The study cohort comprised 141,170 adult patients who started antidiabetic drug treatment between January 1, 2007, and December 31, 2016, with follow-up until June 30, 2017. Of the full cohort, 30,488 (21.6%) patients received at least one prescription for a DPP-4 inhibitor during the study period.

During the mean 3.6-year follow-up period, 208 new cases of IBD were recorded among participants, reflecting an incidence rate of 37.7 per 100,000 person-years, the authors report. The results of primary and secondary analyses demonstrate:

  1. A 75% increased risk for IBD associated with DPP-4 inhibitor use compared with the use of other antidiabetic drugs (53.4 v 34.5 per 100 000 per year; hazard ratio [HR], 1.75; 95% confidence interval, 1.22-2.49)
  2. Gradually increasing hazard ratios with longer durations of DPP-4 inhibitor use, reaching a peak after 3 to 4 years of use (HR, 2.90) and decreasing after more than 4 years of use (HR, 1.45)
  3. Gradually increasing HRs based on time since initiation, with the highest observed between 2 and 4 years after initiation (HR, 2.50) and a decrease after more than 4 years (HR 1.75).

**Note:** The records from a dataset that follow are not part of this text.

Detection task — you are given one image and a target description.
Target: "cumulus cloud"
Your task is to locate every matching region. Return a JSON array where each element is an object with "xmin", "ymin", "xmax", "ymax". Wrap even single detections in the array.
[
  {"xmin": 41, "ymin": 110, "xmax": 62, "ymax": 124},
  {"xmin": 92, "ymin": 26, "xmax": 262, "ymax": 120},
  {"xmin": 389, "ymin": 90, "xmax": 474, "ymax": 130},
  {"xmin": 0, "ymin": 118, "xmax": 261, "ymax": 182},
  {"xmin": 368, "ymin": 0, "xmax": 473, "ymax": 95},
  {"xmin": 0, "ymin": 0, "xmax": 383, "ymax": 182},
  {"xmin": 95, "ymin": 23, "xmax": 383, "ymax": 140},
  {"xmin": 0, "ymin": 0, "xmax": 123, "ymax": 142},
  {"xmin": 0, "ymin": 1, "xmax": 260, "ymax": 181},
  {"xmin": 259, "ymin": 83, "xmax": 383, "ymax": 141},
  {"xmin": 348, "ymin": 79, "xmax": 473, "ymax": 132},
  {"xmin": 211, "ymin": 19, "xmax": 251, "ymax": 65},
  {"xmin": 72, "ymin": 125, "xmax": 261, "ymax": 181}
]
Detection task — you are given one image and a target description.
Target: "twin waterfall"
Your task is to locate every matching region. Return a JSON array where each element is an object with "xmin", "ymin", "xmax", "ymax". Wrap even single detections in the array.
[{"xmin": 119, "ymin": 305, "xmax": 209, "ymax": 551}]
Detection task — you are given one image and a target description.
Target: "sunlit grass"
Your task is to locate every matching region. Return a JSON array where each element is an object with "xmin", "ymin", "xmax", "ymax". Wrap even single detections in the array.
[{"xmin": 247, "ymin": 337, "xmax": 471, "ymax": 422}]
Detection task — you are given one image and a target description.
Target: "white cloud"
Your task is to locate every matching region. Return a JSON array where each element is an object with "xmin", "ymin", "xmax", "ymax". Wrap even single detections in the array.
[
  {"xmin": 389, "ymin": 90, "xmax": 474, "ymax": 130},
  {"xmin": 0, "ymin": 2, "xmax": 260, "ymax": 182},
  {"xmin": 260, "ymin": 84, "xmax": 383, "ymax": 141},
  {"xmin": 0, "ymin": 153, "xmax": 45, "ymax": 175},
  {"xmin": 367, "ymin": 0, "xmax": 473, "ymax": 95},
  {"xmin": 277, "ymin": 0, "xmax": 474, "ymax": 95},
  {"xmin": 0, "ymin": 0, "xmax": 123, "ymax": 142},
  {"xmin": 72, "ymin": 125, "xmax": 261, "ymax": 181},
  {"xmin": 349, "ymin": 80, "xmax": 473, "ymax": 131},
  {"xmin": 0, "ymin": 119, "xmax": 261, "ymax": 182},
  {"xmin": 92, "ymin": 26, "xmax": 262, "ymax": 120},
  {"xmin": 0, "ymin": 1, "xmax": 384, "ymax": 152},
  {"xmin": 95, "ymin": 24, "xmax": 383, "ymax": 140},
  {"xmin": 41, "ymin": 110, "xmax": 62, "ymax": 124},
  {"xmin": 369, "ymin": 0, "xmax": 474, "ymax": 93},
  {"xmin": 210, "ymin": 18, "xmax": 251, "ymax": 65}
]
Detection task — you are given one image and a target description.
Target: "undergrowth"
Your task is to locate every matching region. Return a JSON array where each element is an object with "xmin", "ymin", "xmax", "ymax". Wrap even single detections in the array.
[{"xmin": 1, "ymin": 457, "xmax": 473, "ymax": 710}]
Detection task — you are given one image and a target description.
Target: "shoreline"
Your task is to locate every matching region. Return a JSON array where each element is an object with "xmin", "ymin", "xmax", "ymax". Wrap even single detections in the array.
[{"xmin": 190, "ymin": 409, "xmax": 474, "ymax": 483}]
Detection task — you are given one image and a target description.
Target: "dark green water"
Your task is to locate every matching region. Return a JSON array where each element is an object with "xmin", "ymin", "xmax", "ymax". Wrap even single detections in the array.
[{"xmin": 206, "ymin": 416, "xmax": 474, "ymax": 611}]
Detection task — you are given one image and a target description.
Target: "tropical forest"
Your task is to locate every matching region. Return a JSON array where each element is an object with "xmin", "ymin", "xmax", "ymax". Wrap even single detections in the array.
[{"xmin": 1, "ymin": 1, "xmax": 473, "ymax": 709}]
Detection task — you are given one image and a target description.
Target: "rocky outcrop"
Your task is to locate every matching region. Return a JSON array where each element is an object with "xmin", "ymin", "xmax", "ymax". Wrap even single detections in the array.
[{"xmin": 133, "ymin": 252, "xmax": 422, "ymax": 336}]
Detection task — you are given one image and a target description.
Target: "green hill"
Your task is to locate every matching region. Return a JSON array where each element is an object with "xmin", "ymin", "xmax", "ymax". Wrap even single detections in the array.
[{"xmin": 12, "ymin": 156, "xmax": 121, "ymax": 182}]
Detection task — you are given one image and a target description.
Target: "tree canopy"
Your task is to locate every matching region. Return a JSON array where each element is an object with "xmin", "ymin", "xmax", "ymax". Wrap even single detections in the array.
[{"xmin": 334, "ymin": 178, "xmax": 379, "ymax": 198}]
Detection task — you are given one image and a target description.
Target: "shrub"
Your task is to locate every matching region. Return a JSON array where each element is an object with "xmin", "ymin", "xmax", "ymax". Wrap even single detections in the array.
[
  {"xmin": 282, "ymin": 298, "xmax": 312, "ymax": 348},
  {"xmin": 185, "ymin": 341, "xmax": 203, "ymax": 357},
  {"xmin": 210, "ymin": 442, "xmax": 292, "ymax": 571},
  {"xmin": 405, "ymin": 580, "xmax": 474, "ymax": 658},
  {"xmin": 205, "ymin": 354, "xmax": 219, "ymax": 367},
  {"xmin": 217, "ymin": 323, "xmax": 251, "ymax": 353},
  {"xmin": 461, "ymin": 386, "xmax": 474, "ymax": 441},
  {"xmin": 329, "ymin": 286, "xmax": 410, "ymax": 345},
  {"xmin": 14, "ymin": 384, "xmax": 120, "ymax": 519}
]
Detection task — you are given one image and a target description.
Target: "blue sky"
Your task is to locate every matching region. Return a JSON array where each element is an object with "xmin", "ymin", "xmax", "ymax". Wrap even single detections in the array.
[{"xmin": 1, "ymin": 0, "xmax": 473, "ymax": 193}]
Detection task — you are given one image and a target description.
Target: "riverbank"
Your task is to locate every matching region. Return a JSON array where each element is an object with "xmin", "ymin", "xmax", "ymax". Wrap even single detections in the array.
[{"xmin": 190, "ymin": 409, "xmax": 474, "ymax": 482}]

The observed gradual increase in the risk "is consistent with the hypothesis of a possible delayed effect of the use of [DPP-4] inhibitors on the incidence of [IBD]," the authors write, noting that the association was consistent across a variety of sensitivity analyses.

Although no single DPP-4 drug was statistically associated with IBD as stratified by a specific agent (sitagliptin, saxagliptin, and other), in analyses stratified by the event, DPP-4 use was significantly associated with the incidence of ulcerative colitis (HR, 2.23; 95% confidence interval, 1.32-3.76),

But not with Crohn's disease (HR, 0.87; 95% confidence interval, 0.37 to 2.09), the author's report. However, this latter finding "should be interpreted with caution as this analysis was based on few events, generating a wide confidence interval with an upper 95% confidence limit of 2.09.

And a null association was observed between IBD risk and insulin, providing reassurance on the internal validity of the findings, the authors note. The authors acknowledge that the absolute risk for IBD with DPP-4 inhibitor use is low, and they also stress the need for additional research to replicate the results.

The author concludes that patients with persistent symptoms compatible with IBD, should be watched for worsening of symptoms, and if this occurs, they "should be referred to gastroenterologists for further assessment, and perhaps have their DPP-4 inhibitor treatment substituted with an antidiabetic drug from another class.